We all heard of many horrors of poor data quality. Companies with millions of records with “(000)000-0000” as customer contact numbers, “99/99/99” as date of purchase, 12 different gender values, shipping addresses with no state information etc. The cost of ‘dirty data’ to enterprise and organizations is real. For example, US Postal Service estimated that it spent $1.5 Billion in processing undeliverable mail in 2013 because of bad data. The sources of poor data quality can be many but can be broadly categorized into data entry, data processing, data integration, data conversion, and stale data (over time).
So what can you do to make sure that your data is consistently of high quality? There is increasing awareness of criticality of data to making informed decisions and how inaccurate data can lead to disastrous consequences. The challenge lies in ensuring that enterprises collect/source relevant data for their business, manage/govern that data in a meaningful and sustainable way to ensure quality golden records for key master data, and analyze the high quality data to accomplish stated business objectives.
Here is the 6-step Data Quality Framework we use based on the best practices from data quality experts and practitioners.
Step 1 — Definition:
Define the business goals for data quality improvement, data owners / stakeholders, impacted business processes, and data rules.
Examples for customer data:
Goal: Ensure all customer records are unique, accurate information (ex: address, phone numbers etc.), consistent data across multiple systems, etc.
Data owner: Sales Vice President
Stakeholders: Finance, Marketing, and Production
Impacted business processes: Order entry, Invoicing, Fulfilment etc.
Data Rules: Rule 1 – Customer name and Address together should be unique; Rule 2: All addresses should be verified against an approved address reference database etc.
Step 2 — Assessment:
Assess the existing data against rules specified in the Definition step. Assess data against multiple dimensions such as accuracy of key attributes, completeness of all required attributes, consistency of attributes across multiple data sets, timeliness of data etc. Depending on the volume and variety of data and the scope of the Data Quality project in each enterprise, we might perform qualitative and/or quantitative assessment using some profiling tools. This is the stage to assess existing policies (data access, data security, adherence to specific industry standards/guidelines etc.) as well.
Examples:
Assess % of customer records that are unique (with name and address together); % of non-null values in key attributes etc.
Step 3 — Analysis:
Analyze the assessment results on multiple fronts. One area to analyze is the gap between DQ business goals and current data. Another area to analyze is the root causes for inferior data quality (if that is the case).
Examples:
If customer addresses are inaccurate by more than the business defined goal, what is the root cause? Is the order entry application data validations the problem? Or the reference address data inaccurate?
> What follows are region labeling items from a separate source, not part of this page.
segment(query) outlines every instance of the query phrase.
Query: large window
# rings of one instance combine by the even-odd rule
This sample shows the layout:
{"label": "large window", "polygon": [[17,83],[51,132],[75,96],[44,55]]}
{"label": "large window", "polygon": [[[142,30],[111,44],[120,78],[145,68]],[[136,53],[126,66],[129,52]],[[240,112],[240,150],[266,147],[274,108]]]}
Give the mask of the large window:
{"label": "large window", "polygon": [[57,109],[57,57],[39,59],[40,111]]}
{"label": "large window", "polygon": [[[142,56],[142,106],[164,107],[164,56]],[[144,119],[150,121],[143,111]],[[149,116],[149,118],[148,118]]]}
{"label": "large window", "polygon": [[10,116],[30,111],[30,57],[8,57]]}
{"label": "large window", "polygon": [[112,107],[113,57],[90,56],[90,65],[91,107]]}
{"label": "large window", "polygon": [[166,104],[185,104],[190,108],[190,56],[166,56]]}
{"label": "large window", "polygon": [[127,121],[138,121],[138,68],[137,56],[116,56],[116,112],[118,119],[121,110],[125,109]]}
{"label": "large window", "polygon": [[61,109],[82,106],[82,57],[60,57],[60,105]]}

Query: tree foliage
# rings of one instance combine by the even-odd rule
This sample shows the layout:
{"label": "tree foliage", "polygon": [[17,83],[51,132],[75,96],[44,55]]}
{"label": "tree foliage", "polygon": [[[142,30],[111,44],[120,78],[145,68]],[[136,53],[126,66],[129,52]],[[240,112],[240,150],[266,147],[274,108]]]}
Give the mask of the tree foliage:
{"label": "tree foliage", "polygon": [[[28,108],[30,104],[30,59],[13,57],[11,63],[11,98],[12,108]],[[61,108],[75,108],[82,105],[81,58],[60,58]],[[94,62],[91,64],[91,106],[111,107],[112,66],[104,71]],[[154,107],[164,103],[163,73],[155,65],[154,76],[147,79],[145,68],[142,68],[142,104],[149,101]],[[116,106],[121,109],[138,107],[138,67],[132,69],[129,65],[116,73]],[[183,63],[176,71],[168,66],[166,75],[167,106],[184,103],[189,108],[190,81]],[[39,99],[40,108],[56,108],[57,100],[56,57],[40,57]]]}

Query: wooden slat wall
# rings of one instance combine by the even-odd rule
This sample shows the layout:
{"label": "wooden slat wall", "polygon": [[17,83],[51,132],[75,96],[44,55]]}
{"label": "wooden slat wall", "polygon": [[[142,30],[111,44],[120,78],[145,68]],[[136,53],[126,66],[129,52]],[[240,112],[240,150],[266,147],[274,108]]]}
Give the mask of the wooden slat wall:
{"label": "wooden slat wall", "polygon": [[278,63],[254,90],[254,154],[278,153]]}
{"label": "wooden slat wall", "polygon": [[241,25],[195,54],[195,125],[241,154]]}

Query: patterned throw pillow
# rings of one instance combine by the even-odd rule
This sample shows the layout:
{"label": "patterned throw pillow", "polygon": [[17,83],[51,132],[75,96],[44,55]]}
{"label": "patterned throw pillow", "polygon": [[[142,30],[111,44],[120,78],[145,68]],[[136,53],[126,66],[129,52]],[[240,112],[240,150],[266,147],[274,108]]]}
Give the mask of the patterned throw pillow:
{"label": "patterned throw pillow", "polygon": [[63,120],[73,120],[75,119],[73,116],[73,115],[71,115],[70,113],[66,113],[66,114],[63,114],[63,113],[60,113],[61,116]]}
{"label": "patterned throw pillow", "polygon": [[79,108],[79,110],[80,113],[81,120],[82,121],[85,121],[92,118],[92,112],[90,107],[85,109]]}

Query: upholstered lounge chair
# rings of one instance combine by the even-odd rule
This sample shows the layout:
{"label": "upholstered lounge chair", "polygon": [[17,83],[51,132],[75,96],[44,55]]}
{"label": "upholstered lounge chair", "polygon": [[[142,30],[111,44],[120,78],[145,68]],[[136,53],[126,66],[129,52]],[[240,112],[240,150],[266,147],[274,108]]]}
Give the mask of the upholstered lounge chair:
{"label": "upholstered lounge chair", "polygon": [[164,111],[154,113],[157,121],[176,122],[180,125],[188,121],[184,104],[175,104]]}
If the customer names are inconsistent between order entry system and financial system, what is causing this inconsistency?
Step 4 — Improvement:
Design and develop improvement plans based on prior analysis. The plans should comprehend timeframes, resources, and costs involved.
Examples: All applications modifying addresses must validate against selected address reference database; Customer name can only be modified via order entry application; The intended changes to systems will take 6 months to implement and requires XYZ resources and $$$.
Step 5 — Implementation:
Implement solutions determined in the Improve stage. Comprehend both technical as well as any business process related changes. Implement a comprehensive ‘Change management’ plan to ensure that all stakeholders are appropriately trained.
Step 6 — Control:
Verify at periodic intervals that the data is consistent with the business goals and the data rules specified in the Definition step. Communicate the Data Quality metrics and current status to all stakeholders on a regular basis to ensure that Data Quality discipline is maintained on an ongoing basis across the organization.
Data Quality is not a one time project but a continuous process and requires the entire organization to be data-driven and data-focused. With appropriate focus from the top, Data Quality Management can reap rich dividends to organizations.